Now the interesting thing is that the ability to write with both hands is a skill.  It also allows your brain to use both sides, and supposedly fosters moments of creativity.  So each year I have a goal to continue to use my left hand.  If you ask me to write left handed, I can, but the legibility is not as good as it used to be, because I haven't continued to practise.  I have also been tardy this year in my daily quest to reflect and document my top 5 moments of gratitude.  I also started this concept with Maddison when she was younger, but she struggled with the concept.  Fast forward a few years, and she has now picked it up by herself, and I help her write in the her own journal her top 3 moments for the day.  We still need to hone the gratitude part, but it is a delightful concept that she will be able to look back on later in life.  One of today's items involved the pin the tail on the horse for the western themed day at vacation care!  Tomorrow is a visit to the aquarium, so that should also be amusing.
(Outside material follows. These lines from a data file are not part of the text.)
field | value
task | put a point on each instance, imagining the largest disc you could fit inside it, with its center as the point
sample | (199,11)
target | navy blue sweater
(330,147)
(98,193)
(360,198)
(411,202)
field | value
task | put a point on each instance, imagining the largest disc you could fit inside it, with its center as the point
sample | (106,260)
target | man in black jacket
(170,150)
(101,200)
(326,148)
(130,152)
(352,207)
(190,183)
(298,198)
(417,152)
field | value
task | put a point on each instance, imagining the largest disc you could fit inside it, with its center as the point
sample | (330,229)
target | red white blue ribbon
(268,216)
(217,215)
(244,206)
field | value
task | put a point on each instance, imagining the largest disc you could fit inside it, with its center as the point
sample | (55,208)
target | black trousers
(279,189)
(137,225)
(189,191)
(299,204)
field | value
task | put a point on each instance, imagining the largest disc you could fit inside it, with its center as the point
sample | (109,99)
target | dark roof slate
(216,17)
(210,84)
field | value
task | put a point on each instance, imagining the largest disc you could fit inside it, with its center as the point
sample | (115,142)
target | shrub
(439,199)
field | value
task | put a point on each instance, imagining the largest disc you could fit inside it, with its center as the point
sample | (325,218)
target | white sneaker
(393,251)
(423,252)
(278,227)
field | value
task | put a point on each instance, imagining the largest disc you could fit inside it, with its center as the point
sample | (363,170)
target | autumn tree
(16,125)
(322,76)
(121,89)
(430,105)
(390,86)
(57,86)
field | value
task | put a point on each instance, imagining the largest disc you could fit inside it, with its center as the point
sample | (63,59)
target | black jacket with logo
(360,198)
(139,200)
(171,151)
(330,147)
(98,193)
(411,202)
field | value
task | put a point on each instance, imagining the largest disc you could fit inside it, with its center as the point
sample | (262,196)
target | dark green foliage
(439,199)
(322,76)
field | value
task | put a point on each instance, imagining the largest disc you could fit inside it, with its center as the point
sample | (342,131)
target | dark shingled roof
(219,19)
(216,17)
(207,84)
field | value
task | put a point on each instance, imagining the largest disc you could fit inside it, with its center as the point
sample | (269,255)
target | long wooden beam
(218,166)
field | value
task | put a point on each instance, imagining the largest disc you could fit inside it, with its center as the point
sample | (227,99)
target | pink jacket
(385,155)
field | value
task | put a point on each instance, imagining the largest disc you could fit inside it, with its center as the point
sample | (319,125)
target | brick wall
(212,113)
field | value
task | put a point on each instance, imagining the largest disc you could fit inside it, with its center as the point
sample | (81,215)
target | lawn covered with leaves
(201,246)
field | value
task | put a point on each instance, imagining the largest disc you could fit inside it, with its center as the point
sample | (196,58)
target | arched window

Naturally I have quit jobs, like most people in my generation.  Although I don't reflect on this as moments of quitting, they are more junctions in life where I have chosen a different path, or a career step change, and they are pieces to the broader strategy in the life plan, rather than OMG moments of despair!

In seeking balance in life, I have quite my obsession with OCD.....oh all right I haven't actually quit, but I have relented.  I can actually sleep at night knowing that there is ironing in the pile, an odd dish in the sink, and the edges of the lawn that have not been trimmed!

In reflecting on the concept of the question increasing my ability to communicate.  Well I managed to trot out a few things, which may or may not be insightful to my better half, but I am sure that they will spur on some future discussions.

Amendment 1 - it is noted that I have been an um, well serial dater since the demise of my decade long partnership.  So sure, I have quit a few relationships during this the past ten years.  I also quit my MBA whilst over half way through.  It was a decision made not long after ending my time in the Air Force.  When I first put it on hold, it was time and an awful non English speaking lecturer that was terrorising me.  Sometime later in life when I looked at the potential return on investment from the MBA in terms of time and money, I couldn't make a good case for continuing as the only real reason was it was set into the life plan, and would result in a few extra letters at the end of my name.  My quest for financial independence over ruled continuing the MBA.